Third, he emphasized that his new philosophy was fundamentally different from the previous philosophies and named it “new materialism”. Marx held that previous philosophers, including Feuerbach, were “contemplative materialists” who only emphasized different ways of interpreting the world, while it was the fundamental task of philosophy to change the world. He pointed out: “The highest point reached by contemplative materialism, that is, materialism which does not comprehend sensuousness as practical activity, is contemplation of single individuals and of civil society.” “The philosophers have only interpreted the world, in various ways; the point is to change it.” Marx further pointed out that his philosophy was a new materialism that was grounded in human society or humanity in society, and that it was fundamentally different from the old materialism that was grounded in civil society. In this thesis, Marx not only drew a clear line with the old materialism, but also constructed his new dialectical-materialist world outlook.

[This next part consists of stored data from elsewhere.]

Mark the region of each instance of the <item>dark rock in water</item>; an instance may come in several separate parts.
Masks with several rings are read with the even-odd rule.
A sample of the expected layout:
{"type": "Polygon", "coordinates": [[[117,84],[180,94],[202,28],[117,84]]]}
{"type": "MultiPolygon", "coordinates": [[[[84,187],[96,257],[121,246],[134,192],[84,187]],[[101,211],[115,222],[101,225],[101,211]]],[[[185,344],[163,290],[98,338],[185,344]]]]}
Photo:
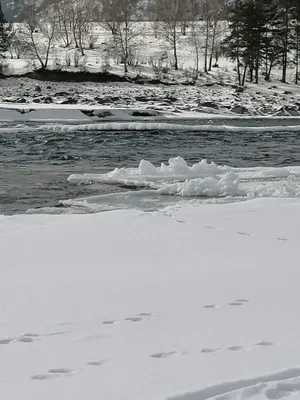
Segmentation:
{"type": "Polygon", "coordinates": [[[248,114],[248,110],[244,106],[234,106],[231,111],[235,114],[248,114]]]}
{"type": "Polygon", "coordinates": [[[27,100],[24,99],[24,97],[22,97],[22,98],[20,98],[20,99],[17,99],[17,100],[16,100],[16,103],[27,103],[27,100]]]}
{"type": "Polygon", "coordinates": [[[37,98],[33,99],[32,102],[33,103],[40,103],[41,99],[37,97],[37,98]]]}
{"type": "Polygon", "coordinates": [[[60,104],[77,104],[78,100],[69,97],[68,99],[62,101],[60,104]]]}
{"type": "Polygon", "coordinates": [[[205,101],[204,103],[199,104],[200,107],[208,107],[208,108],[214,108],[217,110],[219,108],[218,104],[213,103],[212,101],[205,101]]]}
{"type": "Polygon", "coordinates": [[[35,90],[35,92],[40,93],[42,91],[42,88],[40,86],[36,86],[34,90],[35,90]]]}
{"type": "Polygon", "coordinates": [[[159,115],[157,111],[133,111],[132,117],[156,117],[159,115]]]}
{"type": "Polygon", "coordinates": [[[293,92],[291,92],[290,90],[285,90],[285,91],[283,92],[283,94],[293,94],[293,92]]]}
{"type": "Polygon", "coordinates": [[[51,87],[51,86],[47,86],[47,89],[48,89],[48,90],[51,90],[51,89],[52,89],[52,87],[51,87]]]}

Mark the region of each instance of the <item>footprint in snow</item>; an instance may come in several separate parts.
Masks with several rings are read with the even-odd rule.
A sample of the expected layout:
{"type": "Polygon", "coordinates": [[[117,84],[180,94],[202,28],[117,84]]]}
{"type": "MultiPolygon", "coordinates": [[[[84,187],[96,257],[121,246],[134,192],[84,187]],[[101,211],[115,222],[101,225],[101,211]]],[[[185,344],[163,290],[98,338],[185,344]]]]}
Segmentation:
{"type": "Polygon", "coordinates": [[[48,374],[33,375],[31,379],[44,381],[53,378],[60,378],[62,376],[70,376],[75,372],[77,371],[69,368],[51,368],[49,369],[48,374]]]}
{"type": "Polygon", "coordinates": [[[211,354],[211,353],[216,353],[217,351],[220,351],[221,349],[211,349],[211,348],[204,348],[201,350],[201,353],[205,354],[211,354]]]}
{"type": "Polygon", "coordinates": [[[259,343],[256,343],[255,346],[257,346],[257,347],[272,347],[272,346],[275,346],[275,343],[269,342],[267,340],[263,340],[259,343]]]}
{"type": "Polygon", "coordinates": [[[130,321],[130,322],[141,322],[141,321],[145,321],[147,319],[150,319],[150,317],[152,317],[151,313],[139,313],[137,315],[135,315],[134,317],[128,317],[125,318],[125,321],[130,321]]]}
{"type": "Polygon", "coordinates": [[[17,341],[21,342],[21,343],[33,343],[33,342],[37,342],[38,340],[41,340],[41,339],[40,339],[40,335],[37,333],[25,333],[24,335],[17,338],[17,341]]]}
{"type": "Polygon", "coordinates": [[[9,344],[11,342],[14,342],[16,339],[14,338],[6,338],[6,339],[0,339],[0,345],[1,344],[9,344]]]}
{"type": "Polygon", "coordinates": [[[116,323],[117,323],[117,321],[115,319],[111,319],[111,320],[107,320],[107,321],[103,321],[102,322],[103,325],[114,325],[116,323]]]}
{"type": "Polygon", "coordinates": [[[108,364],[110,360],[89,361],[87,365],[91,367],[100,367],[101,365],[108,364]]]}
{"type": "Polygon", "coordinates": [[[245,304],[249,303],[249,300],[246,299],[238,299],[234,300],[231,303],[229,303],[230,306],[244,306],[245,304]]]}
{"type": "Polygon", "coordinates": [[[243,350],[242,346],[230,346],[228,347],[228,350],[230,351],[241,351],[243,350]]]}
{"type": "Polygon", "coordinates": [[[152,357],[152,358],[168,358],[168,357],[174,357],[174,356],[182,356],[183,354],[186,354],[186,352],[168,351],[165,353],[153,353],[153,354],[150,354],[150,357],[152,357]]]}
{"type": "Polygon", "coordinates": [[[205,304],[203,306],[203,308],[208,308],[208,309],[217,308],[217,307],[218,307],[217,304],[205,304]]]}
{"type": "Polygon", "coordinates": [[[278,238],[276,238],[277,240],[279,240],[280,242],[288,242],[289,241],[289,239],[287,239],[287,238],[282,238],[282,237],[278,237],[278,238]]]}

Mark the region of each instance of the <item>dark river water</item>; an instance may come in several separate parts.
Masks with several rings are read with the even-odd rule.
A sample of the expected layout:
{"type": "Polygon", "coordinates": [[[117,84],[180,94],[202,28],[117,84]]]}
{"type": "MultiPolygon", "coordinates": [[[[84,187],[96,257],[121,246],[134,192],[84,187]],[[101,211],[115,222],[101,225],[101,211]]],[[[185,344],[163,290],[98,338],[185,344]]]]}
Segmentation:
{"type": "MultiPolygon", "coordinates": [[[[118,185],[70,184],[74,173],[155,165],[181,156],[233,167],[300,165],[300,132],[0,132],[0,214],[55,207],[59,200],[121,192],[118,185]]],[[[128,189],[126,189],[128,190],[128,189]]]]}

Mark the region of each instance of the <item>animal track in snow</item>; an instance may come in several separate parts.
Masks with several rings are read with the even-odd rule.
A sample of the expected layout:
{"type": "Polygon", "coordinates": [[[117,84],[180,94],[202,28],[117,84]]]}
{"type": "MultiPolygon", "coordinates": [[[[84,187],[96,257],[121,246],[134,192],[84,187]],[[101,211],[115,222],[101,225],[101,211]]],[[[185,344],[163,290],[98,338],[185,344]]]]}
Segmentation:
{"type": "Polygon", "coordinates": [[[28,337],[28,336],[23,336],[17,339],[18,342],[21,343],[33,343],[36,342],[40,339],[36,338],[36,337],[28,337]]]}
{"type": "Polygon", "coordinates": [[[261,341],[259,343],[256,343],[255,346],[257,346],[257,347],[271,347],[271,346],[275,346],[275,343],[263,340],[263,341],[261,341]]]}
{"type": "Polygon", "coordinates": [[[0,339],[0,345],[1,344],[9,344],[9,343],[14,342],[14,341],[15,341],[14,338],[0,339]]]}
{"type": "Polygon", "coordinates": [[[241,351],[241,350],[243,350],[243,347],[242,346],[230,346],[230,347],[228,347],[228,350],[230,350],[230,351],[241,351]]]}
{"type": "Polygon", "coordinates": [[[153,354],[150,354],[150,357],[152,357],[152,358],[168,358],[168,357],[173,357],[173,356],[182,356],[183,354],[185,354],[185,352],[168,351],[166,353],[153,353],[153,354]]]}
{"type": "Polygon", "coordinates": [[[251,233],[248,233],[248,232],[237,232],[237,235],[241,235],[241,236],[253,236],[251,233]]]}
{"type": "Polygon", "coordinates": [[[89,361],[87,365],[91,367],[100,367],[101,365],[108,364],[109,360],[89,361]]]}
{"type": "Polygon", "coordinates": [[[204,348],[201,350],[201,353],[205,354],[210,354],[210,353],[216,353],[217,351],[220,351],[221,349],[211,349],[211,348],[204,348]]]}
{"type": "Polygon", "coordinates": [[[33,375],[31,379],[37,381],[45,381],[47,379],[59,378],[60,376],[61,376],[60,374],[40,374],[40,375],[33,375]]]}
{"type": "Polygon", "coordinates": [[[50,374],[71,374],[72,372],[75,372],[72,369],[69,368],[51,368],[48,371],[50,374]]]}
{"type": "MultiPolygon", "coordinates": [[[[179,221],[178,221],[178,222],[179,222],[179,221]]],[[[223,231],[223,232],[225,232],[225,230],[222,229],[222,228],[216,228],[216,227],[210,226],[210,225],[204,226],[204,229],[218,230],[218,231],[223,231]]],[[[227,231],[226,231],[226,232],[227,232],[227,231]]],[[[230,232],[230,231],[229,231],[229,232],[230,232]]],[[[255,234],[253,234],[253,233],[246,232],[246,231],[238,231],[238,232],[233,232],[233,231],[231,231],[231,233],[232,233],[232,234],[236,234],[236,235],[240,235],[240,236],[248,236],[248,237],[255,237],[255,236],[257,236],[257,235],[255,235],[255,234]]],[[[289,241],[290,241],[290,239],[288,239],[288,238],[286,238],[286,237],[276,237],[276,238],[270,237],[270,239],[272,239],[272,240],[278,240],[278,241],[281,241],[281,242],[289,242],[289,241]]]]}
{"type": "MultiPolygon", "coordinates": [[[[231,303],[229,303],[229,305],[230,306],[243,306],[249,302],[250,302],[250,300],[247,300],[247,299],[237,299],[237,300],[234,300],[231,303]]],[[[216,304],[216,303],[215,304],[214,303],[204,304],[204,306],[203,306],[203,308],[206,308],[206,309],[214,309],[214,308],[218,308],[218,307],[220,307],[220,305],[216,304]]]]}
{"type": "Polygon", "coordinates": [[[229,303],[229,305],[233,307],[238,307],[238,306],[244,306],[247,303],[249,303],[249,300],[234,300],[231,303],[229,303]]]}
{"type": "Polygon", "coordinates": [[[114,325],[116,323],[117,323],[117,321],[115,319],[111,319],[111,320],[103,321],[102,325],[114,325]]]}
{"type": "Polygon", "coordinates": [[[134,317],[125,318],[125,321],[141,322],[141,321],[150,319],[150,317],[152,317],[151,313],[139,313],[139,314],[135,315],[134,317]]]}
{"type": "Polygon", "coordinates": [[[51,368],[49,369],[48,374],[33,375],[31,379],[44,381],[53,378],[60,378],[62,376],[70,376],[75,372],[77,371],[69,368],[51,368]]]}
{"type": "Polygon", "coordinates": [[[142,321],[143,318],[142,317],[129,317],[129,318],[125,318],[125,321],[130,321],[130,322],[140,322],[142,321]]]}
{"type": "Polygon", "coordinates": [[[218,305],[217,304],[205,304],[203,307],[204,308],[217,308],[218,305]]]}
{"type": "Polygon", "coordinates": [[[52,332],[52,333],[45,333],[43,336],[60,336],[70,333],[70,331],[62,331],[62,332],[52,332]]]}
{"type": "Polygon", "coordinates": [[[258,347],[271,347],[271,346],[275,346],[275,344],[273,342],[269,342],[269,341],[261,341],[259,343],[256,343],[254,346],[250,347],[250,348],[245,348],[242,347],[240,345],[233,345],[230,347],[227,347],[226,349],[222,349],[220,347],[204,347],[201,350],[201,353],[204,354],[211,354],[211,353],[216,353],[218,351],[232,351],[232,352],[237,352],[237,351],[249,351],[249,350],[253,350],[254,348],[258,348],[258,347]]]}
{"type": "Polygon", "coordinates": [[[282,238],[282,237],[278,237],[278,238],[276,238],[277,240],[279,240],[280,242],[288,242],[289,241],[289,239],[287,239],[287,238],[282,238]]]}

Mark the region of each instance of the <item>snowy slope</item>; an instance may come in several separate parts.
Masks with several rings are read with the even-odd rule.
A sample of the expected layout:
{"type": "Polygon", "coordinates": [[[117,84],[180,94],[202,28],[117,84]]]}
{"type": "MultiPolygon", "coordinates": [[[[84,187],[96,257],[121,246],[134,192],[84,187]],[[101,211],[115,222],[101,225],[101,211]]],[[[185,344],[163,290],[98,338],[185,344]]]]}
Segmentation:
{"type": "Polygon", "coordinates": [[[0,217],[1,398],[299,399],[299,205],[0,217]]]}

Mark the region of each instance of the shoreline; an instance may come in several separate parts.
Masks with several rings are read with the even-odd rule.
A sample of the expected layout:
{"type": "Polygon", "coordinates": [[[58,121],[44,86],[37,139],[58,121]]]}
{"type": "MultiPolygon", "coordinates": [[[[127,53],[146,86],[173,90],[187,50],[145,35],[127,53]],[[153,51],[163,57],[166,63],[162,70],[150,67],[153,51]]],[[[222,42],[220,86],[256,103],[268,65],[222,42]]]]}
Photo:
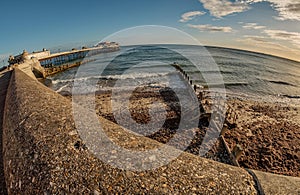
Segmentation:
{"type": "MultiPolygon", "coordinates": [[[[131,116],[140,124],[147,124],[150,121],[149,106],[155,100],[160,99],[158,95],[153,96],[151,93],[151,90],[154,92],[157,89],[148,88],[147,90],[148,92],[145,93],[143,89],[140,89],[132,96],[135,102],[131,102],[131,116]]],[[[69,99],[72,98],[71,94],[64,92],[60,92],[60,94],[69,99]]],[[[96,93],[95,101],[97,115],[116,123],[111,111],[111,92],[99,90],[96,93]]],[[[169,99],[168,103],[172,105],[174,100],[169,99]]],[[[239,97],[227,97],[226,104],[234,108],[238,119],[236,127],[228,130],[224,137],[231,150],[236,144],[243,147],[244,154],[239,159],[241,167],[300,177],[300,171],[297,169],[300,166],[300,150],[297,149],[297,146],[300,145],[300,134],[297,132],[300,129],[300,122],[298,122],[300,121],[300,106],[289,104],[286,101],[284,103],[264,102],[239,97]],[[276,121],[277,123],[274,123],[276,121]]],[[[178,123],[178,116],[172,109],[169,109],[167,113],[169,122],[165,123],[163,129],[147,137],[160,143],[168,142],[174,134],[174,130],[176,132],[174,124],[178,123]]],[[[206,130],[205,126],[195,130],[196,136],[185,150],[186,152],[199,155],[201,145],[199,143],[202,142],[206,130]]],[[[205,157],[232,165],[229,154],[220,141],[214,144],[205,157]]]]}

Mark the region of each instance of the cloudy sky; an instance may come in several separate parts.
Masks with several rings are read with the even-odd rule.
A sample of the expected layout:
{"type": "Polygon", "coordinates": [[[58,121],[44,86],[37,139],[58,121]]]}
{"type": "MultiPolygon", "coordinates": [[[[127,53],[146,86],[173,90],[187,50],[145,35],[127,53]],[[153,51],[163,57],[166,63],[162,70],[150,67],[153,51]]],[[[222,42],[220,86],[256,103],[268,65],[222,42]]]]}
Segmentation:
{"type": "Polygon", "coordinates": [[[300,0],[11,0],[0,10],[0,63],[23,49],[101,40],[138,25],[300,61],[300,0]]]}
{"type": "Polygon", "coordinates": [[[194,29],[193,35],[203,43],[300,60],[300,0],[199,0],[199,4],[201,9],[182,14],[179,22],[194,29]]]}

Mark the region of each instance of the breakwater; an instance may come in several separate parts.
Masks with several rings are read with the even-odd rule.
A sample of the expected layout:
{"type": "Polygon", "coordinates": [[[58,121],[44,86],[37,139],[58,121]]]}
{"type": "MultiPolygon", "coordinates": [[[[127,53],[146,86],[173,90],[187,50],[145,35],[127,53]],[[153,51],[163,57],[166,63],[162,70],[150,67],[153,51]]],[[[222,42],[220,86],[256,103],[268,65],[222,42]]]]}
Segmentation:
{"type": "Polygon", "coordinates": [[[228,107],[226,109],[225,105],[222,105],[221,103],[222,101],[224,102],[223,100],[224,97],[220,96],[218,93],[211,94],[212,92],[204,91],[203,89],[201,89],[201,86],[197,86],[196,84],[193,84],[193,80],[190,79],[190,76],[181,68],[179,64],[174,62],[173,64],[171,64],[171,66],[173,66],[179,73],[181,73],[182,78],[191,85],[197,97],[199,98],[199,108],[201,112],[200,120],[203,121],[204,119],[206,120],[207,123],[211,121],[213,128],[211,127],[210,131],[217,131],[217,133],[220,134],[218,140],[221,141],[223,148],[225,149],[225,152],[229,156],[228,159],[224,161],[231,165],[235,165],[239,167],[240,165],[238,163],[238,159],[243,154],[243,148],[237,144],[234,147],[234,149],[231,151],[228,146],[228,143],[224,138],[226,131],[232,129],[233,126],[236,126],[237,114],[234,112],[234,109],[232,109],[231,107],[228,107]],[[208,103],[212,101],[215,102],[213,112],[212,112],[213,105],[208,103]],[[226,116],[223,117],[224,115],[226,116]],[[215,120],[210,120],[212,117],[215,117],[215,120]],[[221,119],[223,119],[224,121],[222,121],[221,119]],[[223,126],[223,122],[224,122],[224,126],[223,126]]]}
{"type": "MultiPolygon", "coordinates": [[[[155,170],[119,170],[84,147],[72,115],[72,102],[22,70],[6,75],[3,109],[3,170],[9,194],[32,193],[218,193],[297,194],[300,179],[248,171],[183,152],[155,170]],[[273,183],[274,182],[274,183],[273,183]]],[[[82,109],[88,119],[89,111],[82,109]]],[[[126,148],[151,149],[160,143],[136,136],[102,117],[107,135],[126,148]],[[128,140],[121,143],[121,140],[128,140]]]]}

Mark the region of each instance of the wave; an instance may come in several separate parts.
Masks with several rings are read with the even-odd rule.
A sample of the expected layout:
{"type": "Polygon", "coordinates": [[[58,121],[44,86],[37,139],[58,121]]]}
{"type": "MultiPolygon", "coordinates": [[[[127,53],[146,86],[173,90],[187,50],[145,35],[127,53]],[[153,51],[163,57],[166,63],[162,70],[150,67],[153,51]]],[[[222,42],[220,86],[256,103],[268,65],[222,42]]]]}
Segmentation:
{"type": "Polygon", "coordinates": [[[71,82],[74,82],[75,80],[77,80],[77,81],[86,81],[86,80],[91,79],[91,78],[92,77],[77,78],[77,79],[74,79],[74,78],[71,78],[71,79],[55,79],[55,80],[52,80],[52,84],[57,85],[57,84],[61,84],[61,83],[71,83],[71,82]]]}
{"type": "Polygon", "coordinates": [[[153,77],[163,77],[172,74],[172,72],[166,73],[135,73],[135,74],[122,74],[122,75],[106,75],[106,76],[88,76],[82,78],[71,78],[71,79],[56,79],[52,80],[52,83],[57,85],[60,83],[69,83],[74,81],[88,81],[93,79],[104,79],[104,80],[124,80],[124,79],[143,79],[153,77]]]}
{"type": "Polygon", "coordinates": [[[168,64],[146,64],[143,66],[136,66],[134,67],[136,69],[154,69],[154,68],[172,68],[172,66],[168,65],[168,64]]]}
{"type": "MultiPolygon", "coordinates": [[[[202,84],[203,85],[203,84],[202,84]]],[[[249,85],[248,82],[227,82],[227,83],[212,83],[209,85],[203,85],[204,87],[210,87],[210,88],[219,88],[219,87],[231,87],[231,86],[247,86],[249,85]]]]}
{"type": "Polygon", "coordinates": [[[165,87],[171,87],[171,88],[176,88],[176,89],[186,89],[186,85],[182,85],[180,83],[170,83],[168,81],[159,81],[159,82],[149,82],[149,83],[142,83],[141,85],[112,85],[112,86],[102,86],[102,85],[97,85],[96,88],[95,86],[84,86],[84,88],[78,87],[75,88],[76,91],[73,91],[74,88],[72,84],[68,83],[66,85],[63,85],[59,89],[55,90],[58,93],[69,93],[72,94],[73,92],[75,94],[90,94],[90,93],[96,93],[96,94],[101,94],[103,92],[111,91],[116,94],[120,92],[132,92],[134,91],[137,87],[140,86],[147,86],[152,89],[162,89],[165,87]]]}
{"type": "MultiPolygon", "coordinates": [[[[173,47],[173,46],[172,46],[173,47]]],[[[168,47],[167,47],[168,48],[168,47]]],[[[191,56],[206,55],[198,47],[191,46],[174,46],[179,51],[183,51],[191,56]]],[[[86,75],[75,77],[77,69],[70,69],[65,73],[58,74],[52,78],[52,83],[55,90],[65,91],[72,87],[74,81],[87,82],[87,84],[97,83],[103,87],[103,90],[109,90],[116,84],[116,80],[121,83],[124,81],[125,86],[134,84],[143,84],[143,79],[150,82],[162,82],[167,74],[170,74],[172,84],[178,85],[182,77],[178,76],[177,72],[171,67],[170,62],[176,61],[182,69],[193,80],[193,84],[201,84],[212,90],[226,88],[232,92],[242,92],[245,94],[254,94],[257,97],[268,97],[272,95],[276,98],[287,101],[299,101],[299,86],[300,80],[297,75],[299,73],[299,63],[285,59],[279,59],[272,56],[264,56],[263,54],[251,53],[247,51],[232,50],[228,48],[209,47],[211,53],[219,69],[213,68],[209,64],[203,65],[201,72],[191,64],[187,59],[174,55],[172,52],[160,46],[144,46],[144,47],[125,47],[122,54],[115,58],[110,64],[110,58],[105,55],[95,57],[96,62],[91,62],[90,66],[86,66],[86,75]],[[134,49],[133,49],[134,48],[134,49]],[[149,63],[149,62],[153,63],[149,63]],[[145,62],[139,64],[139,62],[145,62]],[[160,63],[156,63],[160,62],[160,63]],[[110,64],[105,69],[105,72],[98,74],[93,68],[99,65],[110,64]],[[134,66],[136,65],[137,66],[134,66]],[[129,71],[129,69],[134,71],[129,71]],[[151,68],[153,71],[147,71],[146,68],[151,68]],[[173,77],[171,74],[175,74],[173,77]],[[223,81],[216,80],[219,75],[223,76],[223,81]],[[149,79],[145,79],[150,77],[149,79]],[[205,78],[210,78],[212,84],[208,84],[205,78]],[[135,82],[133,79],[137,79],[135,82]],[[178,82],[177,82],[178,81],[178,82]],[[70,87],[66,86],[69,85],[70,87]],[[284,94],[284,95],[281,95],[284,94]],[[290,99],[290,98],[293,98],[290,99]]],[[[110,55],[110,54],[107,54],[110,55]]],[[[115,54],[114,54],[115,55],[115,54]]],[[[112,55],[112,57],[114,56],[112,55]]],[[[94,57],[93,57],[94,58],[94,57]]],[[[200,59],[197,62],[202,64],[200,59]]],[[[268,98],[266,98],[267,100],[268,98]]]]}
{"type": "Polygon", "coordinates": [[[235,75],[237,74],[236,72],[234,71],[227,71],[227,70],[186,70],[185,71],[187,74],[222,74],[222,75],[225,75],[225,74],[230,74],[230,75],[235,75]]]}
{"type": "Polygon", "coordinates": [[[247,86],[249,85],[248,82],[232,82],[232,83],[225,83],[225,86],[247,86]]]}
{"type": "Polygon", "coordinates": [[[281,94],[281,97],[287,97],[291,99],[300,99],[300,95],[287,95],[287,94],[281,94]]]}
{"type": "Polygon", "coordinates": [[[279,85],[287,85],[287,86],[292,86],[292,87],[297,86],[297,85],[294,85],[294,84],[286,82],[286,81],[276,81],[276,80],[265,80],[265,81],[270,82],[270,83],[274,83],[274,84],[279,84],[279,85]]]}
{"type": "Polygon", "coordinates": [[[61,86],[59,89],[56,90],[57,93],[61,92],[61,91],[65,91],[64,89],[69,87],[69,84],[63,85],[61,86]]]}
{"type": "Polygon", "coordinates": [[[288,77],[298,77],[298,74],[297,74],[297,72],[294,72],[294,73],[292,73],[292,72],[282,72],[282,71],[280,71],[280,70],[274,70],[274,69],[265,69],[265,71],[266,72],[269,72],[269,73],[271,73],[271,74],[277,74],[277,75],[281,75],[281,76],[288,76],[288,77]]]}

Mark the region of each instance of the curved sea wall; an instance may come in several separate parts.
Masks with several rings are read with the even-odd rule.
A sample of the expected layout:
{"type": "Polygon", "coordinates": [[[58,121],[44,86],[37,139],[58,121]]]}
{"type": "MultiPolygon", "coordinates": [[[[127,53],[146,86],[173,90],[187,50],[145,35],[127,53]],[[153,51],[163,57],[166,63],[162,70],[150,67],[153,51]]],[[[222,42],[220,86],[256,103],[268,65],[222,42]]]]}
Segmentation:
{"type": "MultiPolygon", "coordinates": [[[[266,194],[299,193],[299,178],[255,172],[257,180],[242,168],[188,153],[155,170],[114,168],[84,147],[72,102],[17,68],[12,72],[4,110],[3,167],[9,194],[257,194],[262,192],[257,190],[257,181],[266,194]]],[[[126,148],[160,146],[104,118],[99,120],[108,136],[126,148]]]]}

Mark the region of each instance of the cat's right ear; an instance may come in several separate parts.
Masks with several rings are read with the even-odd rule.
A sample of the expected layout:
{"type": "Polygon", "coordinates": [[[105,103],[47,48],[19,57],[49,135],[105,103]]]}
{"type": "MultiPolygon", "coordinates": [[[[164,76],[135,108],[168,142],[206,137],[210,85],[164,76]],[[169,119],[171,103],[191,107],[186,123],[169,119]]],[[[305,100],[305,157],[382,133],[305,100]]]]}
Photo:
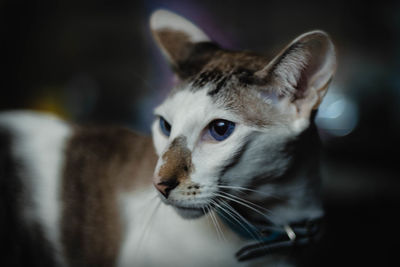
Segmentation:
{"type": "Polygon", "coordinates": [[[197,26],[167,10],[157,10],[150,18],[154,39],[181,79],[196,74],[218,46],[197,26]]]}
{"type": "Polygon", "coordinates": [[[294,39],[266,67],[254,75],[268,82],[267,93],[292,117],[301,131],[309,125],[336,70],[335,47],[323,31],[311,31],[294,39]]]}

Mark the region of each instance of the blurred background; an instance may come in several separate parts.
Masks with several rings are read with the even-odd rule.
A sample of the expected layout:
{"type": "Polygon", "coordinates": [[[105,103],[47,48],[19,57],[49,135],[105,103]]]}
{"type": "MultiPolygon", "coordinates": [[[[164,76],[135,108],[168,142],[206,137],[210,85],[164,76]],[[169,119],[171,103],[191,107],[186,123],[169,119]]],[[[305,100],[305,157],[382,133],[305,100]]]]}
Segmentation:
{"type": "Polygon", "coordinates": [[[305,266],[386,266],[400,249],[400,4],[395,1],[0,0],[0,110],[150,132],[173,83],[148,17],[176,11],[231,49],[273,56],[323,29],[338,71],[316,122],[326,236],[305,266]]]}

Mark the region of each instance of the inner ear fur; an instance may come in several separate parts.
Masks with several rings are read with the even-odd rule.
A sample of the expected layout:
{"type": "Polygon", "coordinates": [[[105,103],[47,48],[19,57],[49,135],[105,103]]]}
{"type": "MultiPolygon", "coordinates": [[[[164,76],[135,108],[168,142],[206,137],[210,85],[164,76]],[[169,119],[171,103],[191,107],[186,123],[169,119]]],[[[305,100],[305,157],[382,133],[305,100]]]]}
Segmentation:
{"type": "Polygon", "coordinates": [[[300,35],[255,73],[296,118],[318,109],[336,69],[334,45],[323,31],[300,35]]]}
{"type": "Polygon", "coordinates": [[[219,49],[200,28],[167,10],[152,14],[150,28],[156,43],[181,79],[198,72],[219,49]]]}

The Theses on Feuerbach is brief, concise, rich in content and profound in thought, and for the first time, it established the standpoint of practice, initially completed the critique and synthesis of idealism and old materialism, and solved the basic question of the conception of history, which prepared Marx and Engels to further penetrate the standpoint of practice into the conception of history and found historical materialism in The German Ideology. Engels evaluated it as “invaluable as the first document in which is deposited the brilliant germ of the new world outlook” and as the origin of historical materialism, which, together with The German Ideology, is recognized by the academic community as the hallmark of the formation of Marxist philosophy.